La firma dell'accordo a Pespes (foto Gov.
Rep. Macedonia)
Come era prevedibile l’accordo raggiunto tra
Skopje e Atene sul nome della Macedonia, ora (Nord) Macedonia, ha scatenato
polemiche interne in Grecia, evidenziando il tatticismo dei partiti politici.
29/06/2018 - Elvira Krithari, Atene
Il 24 gennaio, il WEF di Davos ha ospitato il
primo incontro bilaterale dopo anni tra il primo ministro greco Alexis Tsipras
e il suo omologo macedone, Zoran Zaev, sulla controversia sul nome. Sei mesi
dopo è stato firmato un accordo storico che, auspicabilmente, faciliterà sia le
relazioni tra i due paesi che le dinamiche nella regione.
Una controversia lunga 25 anni
La disputa sul nome risale ai primi anni '90,
quando il crollo della Jugoslavia creò nuovi paesi che avevano bisogno di
stabilire le proprie identità nazionali. La "Repubblica di Macedonia"

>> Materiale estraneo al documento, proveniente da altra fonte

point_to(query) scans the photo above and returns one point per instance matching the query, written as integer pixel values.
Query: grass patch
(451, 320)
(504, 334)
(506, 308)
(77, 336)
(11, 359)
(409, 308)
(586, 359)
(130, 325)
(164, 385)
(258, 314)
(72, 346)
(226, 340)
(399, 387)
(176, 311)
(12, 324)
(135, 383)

dichiarò l'indipendenza il 6 settembre 1991.
Negli anni successivi, la Grecia – la cui
regione settentrionale è chiamata Macedonia – si è opposta all'uso del termine
"Macedonia" su basi storiche, accusando il paese vicino di intenzioni
irredentiste.
Dopo l'accordo ad Interim del 1995, la Grecia
ha utilizzato il termine tecnico FYROM (ex Repubblica jugoslava di Macedonia) e
ha continuato a porre il veto all'adesione della Macedonia all'UE e alla NATO.
Nel frattempo, i due paesi hanno sviluppato
relazioni economiche e la Grecia ha adottato [già nel 1995, sebbene ufficialmente
solo dopo il 2008] un approccio più moderato, sostenendo la soluzione di un
nome composto con un qualificatore geografico che sarebbe stato utilizzato in
tutte le relazioni, a livello nazionale e internazionale [erga omnes].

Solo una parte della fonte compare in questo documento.